AGR-hit Vodafone Idea postpones Q3 conference call with analysts
The Supreme Court on Friday directed the top echelons of telecom firms to explain why contempt action should not be taken against them for non-compliance of its AGR orderby Press Trust of India
Vodafone Idea, which is staring at statutory dues of about Rs 53,000 crore, has postponed its post-earnings conference call with analysts, which was earlier scheduled for Friday.
"...further to our letter dated February 11, 2020 on results conference call scheduled for February 14, 2020. We hereby wish to inform that the aforesaid conference call has been postponed," Vodafone Idea said in a regulatory filing.
The filing, in late evening on Thursday, said the new date of the call will be intimated separately but did not give any reason for the postponement.
The Supreme Court on Friday directed the top echelons of telecom firms to explain why contempt action should not be taken against them for non-compliance of its order to pay adjusted gross revenue of Rs 1.47 trillion to the telecom department.
Taking strong note of the non-compliance of its order, the top court expressed displeasure over an order passed by the Department of Telecom's desk officer, staying the effect of its verdict in the adjusted gross revenue (AGR) matter.
Of the three private players operating in the Indian telecom market, Vodafone Idea is considered to be in the most vulnerable position.
It is staring at dues worth Rs 53,000 crore that includes up to Rs 24,729 crore of spectrum dues and another Rs 28,309 crore in licence fee, and the company had earlier warned of shutdown if no relief was given.
Vodafone Idea in its earnings statement on Thursday had also sounded out warnings on "material uncertainty" casting "significant doubt" on its ability to continue as a going concern.

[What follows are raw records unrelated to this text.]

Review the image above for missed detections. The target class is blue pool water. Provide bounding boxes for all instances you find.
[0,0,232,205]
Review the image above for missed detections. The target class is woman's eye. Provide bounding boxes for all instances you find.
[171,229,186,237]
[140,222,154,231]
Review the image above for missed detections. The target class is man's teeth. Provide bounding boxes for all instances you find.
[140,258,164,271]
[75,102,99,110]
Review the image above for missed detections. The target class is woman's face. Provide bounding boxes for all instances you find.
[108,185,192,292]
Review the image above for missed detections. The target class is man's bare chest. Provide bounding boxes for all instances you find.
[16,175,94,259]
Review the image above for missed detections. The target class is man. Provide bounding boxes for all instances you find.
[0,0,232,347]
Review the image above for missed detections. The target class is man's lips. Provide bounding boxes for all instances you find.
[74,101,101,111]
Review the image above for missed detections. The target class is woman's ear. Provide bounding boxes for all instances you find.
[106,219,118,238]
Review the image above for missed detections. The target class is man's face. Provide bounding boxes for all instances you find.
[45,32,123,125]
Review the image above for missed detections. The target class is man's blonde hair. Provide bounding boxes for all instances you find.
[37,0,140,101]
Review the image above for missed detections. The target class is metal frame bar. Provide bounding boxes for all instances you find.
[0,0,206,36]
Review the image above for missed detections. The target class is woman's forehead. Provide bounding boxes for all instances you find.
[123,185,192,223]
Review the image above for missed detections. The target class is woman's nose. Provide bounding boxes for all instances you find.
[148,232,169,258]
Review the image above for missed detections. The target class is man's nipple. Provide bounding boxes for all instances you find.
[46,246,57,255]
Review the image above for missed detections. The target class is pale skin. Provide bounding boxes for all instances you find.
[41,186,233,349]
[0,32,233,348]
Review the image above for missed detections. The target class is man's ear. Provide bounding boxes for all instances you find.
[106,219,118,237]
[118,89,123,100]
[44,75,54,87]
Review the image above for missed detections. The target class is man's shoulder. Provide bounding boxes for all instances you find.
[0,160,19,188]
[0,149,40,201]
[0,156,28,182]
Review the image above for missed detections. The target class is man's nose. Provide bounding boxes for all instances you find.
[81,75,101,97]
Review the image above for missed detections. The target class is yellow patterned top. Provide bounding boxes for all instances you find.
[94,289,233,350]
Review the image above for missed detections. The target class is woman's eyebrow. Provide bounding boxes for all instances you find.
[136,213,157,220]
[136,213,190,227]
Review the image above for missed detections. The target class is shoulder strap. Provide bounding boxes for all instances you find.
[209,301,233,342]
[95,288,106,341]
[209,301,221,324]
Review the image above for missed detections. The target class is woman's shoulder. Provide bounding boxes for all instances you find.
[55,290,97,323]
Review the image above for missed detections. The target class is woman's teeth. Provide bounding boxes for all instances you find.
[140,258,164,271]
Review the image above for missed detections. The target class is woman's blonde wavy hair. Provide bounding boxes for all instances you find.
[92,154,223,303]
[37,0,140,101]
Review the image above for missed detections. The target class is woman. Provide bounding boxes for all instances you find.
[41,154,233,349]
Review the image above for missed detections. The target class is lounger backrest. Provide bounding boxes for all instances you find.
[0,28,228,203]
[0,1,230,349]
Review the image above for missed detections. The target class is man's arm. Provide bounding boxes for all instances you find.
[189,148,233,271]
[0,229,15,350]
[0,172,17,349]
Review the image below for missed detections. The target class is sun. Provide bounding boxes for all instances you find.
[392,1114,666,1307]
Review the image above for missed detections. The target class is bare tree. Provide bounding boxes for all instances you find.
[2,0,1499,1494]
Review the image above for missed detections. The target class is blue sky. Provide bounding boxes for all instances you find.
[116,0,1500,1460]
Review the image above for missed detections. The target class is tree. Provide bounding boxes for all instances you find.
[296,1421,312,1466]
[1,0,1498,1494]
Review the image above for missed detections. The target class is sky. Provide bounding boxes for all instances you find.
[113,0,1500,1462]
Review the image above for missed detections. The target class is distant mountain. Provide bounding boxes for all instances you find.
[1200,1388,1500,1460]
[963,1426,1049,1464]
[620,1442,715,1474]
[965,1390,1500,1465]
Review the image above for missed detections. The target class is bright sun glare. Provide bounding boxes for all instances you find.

The company's ability to continue as a going concern is essentially dependent on a positive outcome of its modification application in the Supreme Court on the AGR matter and any relief from the telecom department on payments, VIL had said on Thursday.
Last week, Vodafone Chief Executive Officer Nick Read had said the situation in India is critical, following the AGR ruling of the Supreme Court. The British telecom major holds 45.39 per cent stake in VIL.
VIL had suffered staggering Rs 50,922 crore loss in the September quarter (highest ever loss posted by any Indian corporate), when it had made provisions for statutory dues following the Supreme Court's order in the adjusted gross revenue matter, although its losses in December quarter stood at Rs 6,439 crore.
Rival Bharti Airtel's liabilities added up to nearly Rs 35,586 crore, including licence fee and spectrum usage charge dues. But, Airtel had already said that the previously-mentioned material uncertainty on the group's ability to continue as a going concern "no longer exists" after the recent Rs 21,502 crore fund raising by it.
Most of the remaining liability is with state-owned BSNL/MTNL and some of the shut/bankrupt telecom companies.